My understanding is that while the issue Daniel is fixing here has been
around for a while, it's also very real - the reports suggest a failure
rate of 1-2% on boot.

I do understand your concerns around this series, but given it was just
fixed upstream we don't have a better story than "sit tight for the
next LTS" to tell to users affected by this issue.

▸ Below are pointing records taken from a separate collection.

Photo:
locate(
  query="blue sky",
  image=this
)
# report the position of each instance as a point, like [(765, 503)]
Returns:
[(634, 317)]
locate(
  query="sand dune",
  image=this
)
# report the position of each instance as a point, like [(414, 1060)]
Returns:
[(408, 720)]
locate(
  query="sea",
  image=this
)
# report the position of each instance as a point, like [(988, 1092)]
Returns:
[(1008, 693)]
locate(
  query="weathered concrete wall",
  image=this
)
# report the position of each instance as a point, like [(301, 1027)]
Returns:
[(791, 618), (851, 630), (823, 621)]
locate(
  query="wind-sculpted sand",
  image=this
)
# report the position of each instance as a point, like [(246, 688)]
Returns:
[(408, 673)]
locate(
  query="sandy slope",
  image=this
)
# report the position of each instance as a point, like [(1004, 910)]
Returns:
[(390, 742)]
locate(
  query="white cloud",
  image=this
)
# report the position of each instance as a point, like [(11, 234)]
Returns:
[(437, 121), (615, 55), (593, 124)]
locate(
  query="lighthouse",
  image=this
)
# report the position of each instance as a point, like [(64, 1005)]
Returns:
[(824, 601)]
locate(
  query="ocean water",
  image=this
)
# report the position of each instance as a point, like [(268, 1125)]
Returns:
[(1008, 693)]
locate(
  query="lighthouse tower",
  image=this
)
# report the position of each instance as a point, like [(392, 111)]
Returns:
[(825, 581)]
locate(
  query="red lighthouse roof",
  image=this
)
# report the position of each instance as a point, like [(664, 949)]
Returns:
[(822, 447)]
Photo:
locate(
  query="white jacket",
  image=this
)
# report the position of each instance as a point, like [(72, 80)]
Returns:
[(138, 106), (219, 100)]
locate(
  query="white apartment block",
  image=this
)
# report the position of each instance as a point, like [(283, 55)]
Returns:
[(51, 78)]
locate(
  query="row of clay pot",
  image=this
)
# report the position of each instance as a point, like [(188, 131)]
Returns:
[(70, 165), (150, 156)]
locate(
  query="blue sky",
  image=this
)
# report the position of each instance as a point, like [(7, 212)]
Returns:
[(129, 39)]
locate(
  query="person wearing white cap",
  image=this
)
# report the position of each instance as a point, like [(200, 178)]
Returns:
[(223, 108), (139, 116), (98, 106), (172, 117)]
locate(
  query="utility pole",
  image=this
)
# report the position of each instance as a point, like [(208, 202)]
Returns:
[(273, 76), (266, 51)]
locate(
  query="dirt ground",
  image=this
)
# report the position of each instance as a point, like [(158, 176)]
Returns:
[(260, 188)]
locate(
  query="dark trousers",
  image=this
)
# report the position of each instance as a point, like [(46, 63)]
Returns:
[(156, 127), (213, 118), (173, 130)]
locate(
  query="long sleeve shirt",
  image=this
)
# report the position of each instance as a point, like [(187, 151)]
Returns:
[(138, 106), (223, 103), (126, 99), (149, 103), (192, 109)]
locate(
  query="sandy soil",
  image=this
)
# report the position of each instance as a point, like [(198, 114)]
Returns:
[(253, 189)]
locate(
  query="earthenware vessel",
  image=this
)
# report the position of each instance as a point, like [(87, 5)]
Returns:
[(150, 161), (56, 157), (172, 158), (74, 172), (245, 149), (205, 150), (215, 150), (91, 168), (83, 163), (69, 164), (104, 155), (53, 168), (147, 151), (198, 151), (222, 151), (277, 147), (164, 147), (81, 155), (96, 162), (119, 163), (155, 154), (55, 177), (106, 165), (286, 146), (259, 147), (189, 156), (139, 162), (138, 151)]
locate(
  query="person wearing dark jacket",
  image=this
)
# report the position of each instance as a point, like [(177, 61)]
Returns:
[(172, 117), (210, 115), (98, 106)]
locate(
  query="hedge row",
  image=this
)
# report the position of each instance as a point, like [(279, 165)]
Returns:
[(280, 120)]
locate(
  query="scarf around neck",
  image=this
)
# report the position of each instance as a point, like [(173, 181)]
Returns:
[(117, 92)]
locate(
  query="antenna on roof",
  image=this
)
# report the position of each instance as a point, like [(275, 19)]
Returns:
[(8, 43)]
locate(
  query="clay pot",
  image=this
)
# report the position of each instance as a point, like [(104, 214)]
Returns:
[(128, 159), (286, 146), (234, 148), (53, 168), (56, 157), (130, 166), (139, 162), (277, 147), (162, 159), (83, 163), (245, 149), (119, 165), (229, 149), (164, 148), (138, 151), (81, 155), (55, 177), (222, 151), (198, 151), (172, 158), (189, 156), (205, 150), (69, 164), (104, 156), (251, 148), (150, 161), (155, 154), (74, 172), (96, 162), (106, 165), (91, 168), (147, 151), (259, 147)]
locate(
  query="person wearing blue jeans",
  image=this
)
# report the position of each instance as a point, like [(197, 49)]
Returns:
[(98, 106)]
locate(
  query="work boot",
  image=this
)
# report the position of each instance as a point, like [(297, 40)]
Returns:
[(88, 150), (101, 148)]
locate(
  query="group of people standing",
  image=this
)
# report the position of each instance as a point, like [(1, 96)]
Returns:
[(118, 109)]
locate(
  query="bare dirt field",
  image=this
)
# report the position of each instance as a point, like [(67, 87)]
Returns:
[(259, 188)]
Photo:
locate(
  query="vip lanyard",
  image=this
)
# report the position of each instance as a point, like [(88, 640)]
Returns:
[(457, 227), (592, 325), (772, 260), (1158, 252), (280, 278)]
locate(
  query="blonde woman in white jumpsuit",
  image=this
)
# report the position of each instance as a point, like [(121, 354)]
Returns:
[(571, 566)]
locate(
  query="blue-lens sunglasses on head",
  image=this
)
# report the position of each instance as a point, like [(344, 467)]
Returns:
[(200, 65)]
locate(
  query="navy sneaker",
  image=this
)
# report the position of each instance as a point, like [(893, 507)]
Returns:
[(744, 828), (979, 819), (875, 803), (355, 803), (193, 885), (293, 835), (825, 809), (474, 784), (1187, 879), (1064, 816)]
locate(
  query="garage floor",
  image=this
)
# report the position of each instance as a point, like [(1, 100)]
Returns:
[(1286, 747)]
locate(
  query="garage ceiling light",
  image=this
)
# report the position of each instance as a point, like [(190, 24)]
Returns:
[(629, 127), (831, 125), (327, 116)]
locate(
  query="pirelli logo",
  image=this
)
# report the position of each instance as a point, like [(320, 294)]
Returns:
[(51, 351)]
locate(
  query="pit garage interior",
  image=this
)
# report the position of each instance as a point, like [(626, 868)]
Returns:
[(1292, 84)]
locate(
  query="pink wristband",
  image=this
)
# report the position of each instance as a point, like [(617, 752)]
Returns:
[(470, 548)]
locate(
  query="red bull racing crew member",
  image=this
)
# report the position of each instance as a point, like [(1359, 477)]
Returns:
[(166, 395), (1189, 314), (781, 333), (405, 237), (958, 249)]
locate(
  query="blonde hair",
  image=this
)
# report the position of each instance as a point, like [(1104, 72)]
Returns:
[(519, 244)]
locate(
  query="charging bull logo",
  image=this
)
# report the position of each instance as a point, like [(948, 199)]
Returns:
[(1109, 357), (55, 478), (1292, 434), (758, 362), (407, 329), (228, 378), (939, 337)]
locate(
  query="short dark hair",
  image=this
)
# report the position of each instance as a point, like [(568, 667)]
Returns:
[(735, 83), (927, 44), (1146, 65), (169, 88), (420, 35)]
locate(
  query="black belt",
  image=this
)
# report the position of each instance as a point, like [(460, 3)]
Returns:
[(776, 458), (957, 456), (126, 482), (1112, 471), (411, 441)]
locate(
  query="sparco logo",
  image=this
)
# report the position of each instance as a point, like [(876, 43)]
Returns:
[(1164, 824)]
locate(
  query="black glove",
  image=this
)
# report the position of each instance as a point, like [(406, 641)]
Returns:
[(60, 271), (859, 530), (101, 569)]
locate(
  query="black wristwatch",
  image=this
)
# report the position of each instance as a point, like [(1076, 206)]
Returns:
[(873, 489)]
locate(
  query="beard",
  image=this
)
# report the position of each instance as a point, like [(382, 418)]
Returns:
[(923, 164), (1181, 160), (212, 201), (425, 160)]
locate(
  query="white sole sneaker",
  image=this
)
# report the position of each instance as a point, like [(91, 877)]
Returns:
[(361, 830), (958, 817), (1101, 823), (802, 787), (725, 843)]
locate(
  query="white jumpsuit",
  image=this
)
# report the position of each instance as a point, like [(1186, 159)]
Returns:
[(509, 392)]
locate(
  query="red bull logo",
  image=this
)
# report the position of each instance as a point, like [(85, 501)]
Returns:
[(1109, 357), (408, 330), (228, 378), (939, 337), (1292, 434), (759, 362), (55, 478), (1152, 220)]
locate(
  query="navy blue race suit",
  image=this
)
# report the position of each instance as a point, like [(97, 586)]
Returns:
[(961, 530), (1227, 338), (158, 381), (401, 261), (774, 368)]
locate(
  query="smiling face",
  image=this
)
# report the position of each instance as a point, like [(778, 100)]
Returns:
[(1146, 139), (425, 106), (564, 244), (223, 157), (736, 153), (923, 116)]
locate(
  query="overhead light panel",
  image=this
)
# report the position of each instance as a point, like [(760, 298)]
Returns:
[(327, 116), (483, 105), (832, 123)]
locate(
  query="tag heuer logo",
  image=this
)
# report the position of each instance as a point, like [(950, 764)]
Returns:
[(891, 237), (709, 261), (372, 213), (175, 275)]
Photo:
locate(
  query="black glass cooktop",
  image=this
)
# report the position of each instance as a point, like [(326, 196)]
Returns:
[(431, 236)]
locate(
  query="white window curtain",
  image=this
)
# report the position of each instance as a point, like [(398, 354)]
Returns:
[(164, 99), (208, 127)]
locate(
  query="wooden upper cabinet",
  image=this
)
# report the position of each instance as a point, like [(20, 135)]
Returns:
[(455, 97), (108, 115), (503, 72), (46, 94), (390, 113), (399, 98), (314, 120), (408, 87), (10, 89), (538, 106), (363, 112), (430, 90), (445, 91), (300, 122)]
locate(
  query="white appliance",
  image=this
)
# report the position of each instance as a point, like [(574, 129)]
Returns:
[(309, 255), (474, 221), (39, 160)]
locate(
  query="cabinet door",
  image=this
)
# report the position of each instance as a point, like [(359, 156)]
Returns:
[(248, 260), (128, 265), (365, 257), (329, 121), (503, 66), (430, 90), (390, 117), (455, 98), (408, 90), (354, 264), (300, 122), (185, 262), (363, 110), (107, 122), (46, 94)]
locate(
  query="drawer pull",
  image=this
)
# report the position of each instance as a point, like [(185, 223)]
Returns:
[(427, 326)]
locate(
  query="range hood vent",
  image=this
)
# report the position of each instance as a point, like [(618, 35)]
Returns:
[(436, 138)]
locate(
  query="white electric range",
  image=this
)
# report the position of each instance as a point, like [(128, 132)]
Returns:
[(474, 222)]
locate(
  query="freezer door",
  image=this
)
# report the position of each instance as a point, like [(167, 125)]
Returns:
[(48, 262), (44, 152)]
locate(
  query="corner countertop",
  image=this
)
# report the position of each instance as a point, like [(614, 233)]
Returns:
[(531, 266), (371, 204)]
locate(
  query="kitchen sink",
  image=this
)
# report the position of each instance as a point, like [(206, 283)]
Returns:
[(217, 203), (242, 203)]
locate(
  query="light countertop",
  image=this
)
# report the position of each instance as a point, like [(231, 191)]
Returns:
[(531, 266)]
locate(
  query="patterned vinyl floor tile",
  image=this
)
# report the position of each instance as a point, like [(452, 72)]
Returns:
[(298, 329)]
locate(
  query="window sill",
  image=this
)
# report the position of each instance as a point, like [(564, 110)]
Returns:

Is there a scenario where you'd feel safer with the series? I suspect
that if it doesn't go into upstream stable Daniel will end up carrying
it out of tree anyway, so maybe we can ask Daniel to do targetted
testing for the next week or two and report back?
Daniel Burgener Oct. 16, 2020, 2:36 p.m. UTC | #6
On 10/16/20 10:22 AM, Sasha Levin wrote:
> On Fri, Oct 16, 2020 at 09:55:25AM -0400, Paul Moore wrote:
>> On Fri, Oct 16, 2020 at 9:05 AM Daniel Burgener
>> <dburgener@linux.microsoft.com> wrote:
>>> Yes, thank you.  I will fix up the series with the third commit
>>> included, and add commit ids.  Thanks.
>>
>> Greg and I have different opinions on what is classified as a good
>> candidate for the -stable trees, but in my opinion this patch series
>> doesn't qualify.  There are a lot of dependencies, it is intertwined
>> with a lot of code, and the issue that this patchset fixes has been
>> around for a *long* time.  I personally feel the risk of backporting
>> this to -stable does not outweigh the potential wins.
>
> My understanding is that while the issue Daniel is fixing here has been
> around for a while, it's also very real - the reports suggest a failure
> rate of 1-2% on boot.

As a point of clarity, I think that the issue occurs much less 
frequently on boot than it does with a policy load during ordinary 
operation, since there are a much higher volume of userspace policy 
manager lookups on a policy_load once the system is up.  I think 1-2% is 
roughly accurate for what we're seeing in the environment I'm working on 
for a policy load during normal steady state operation.  I don't have 
hard numbers on policy load during boot, but I would expect it to be 
quite a bit lower.  We have seen it, but it's not the common case we're 
seeing.

>
> I do understand your concerns around this series, but given it was just
> fixed upstream we don't have a better story than "sit tight for the
> next LTS" to tell to users affected by this issue.
>
> Is there a scenario where you'd feel safer with the series? I suspect
> that if it doesn't go into upstream stable Daniel will end up carrying
> it out of tree anyway, so maybe we can ask Daniel to do targetted
> testing for the next week or two and report back?
>
I believe my team will intend to carry this out of tree, yes.  If 
additional data from that would be helpful, I'd be happy to provide it.

-Daniel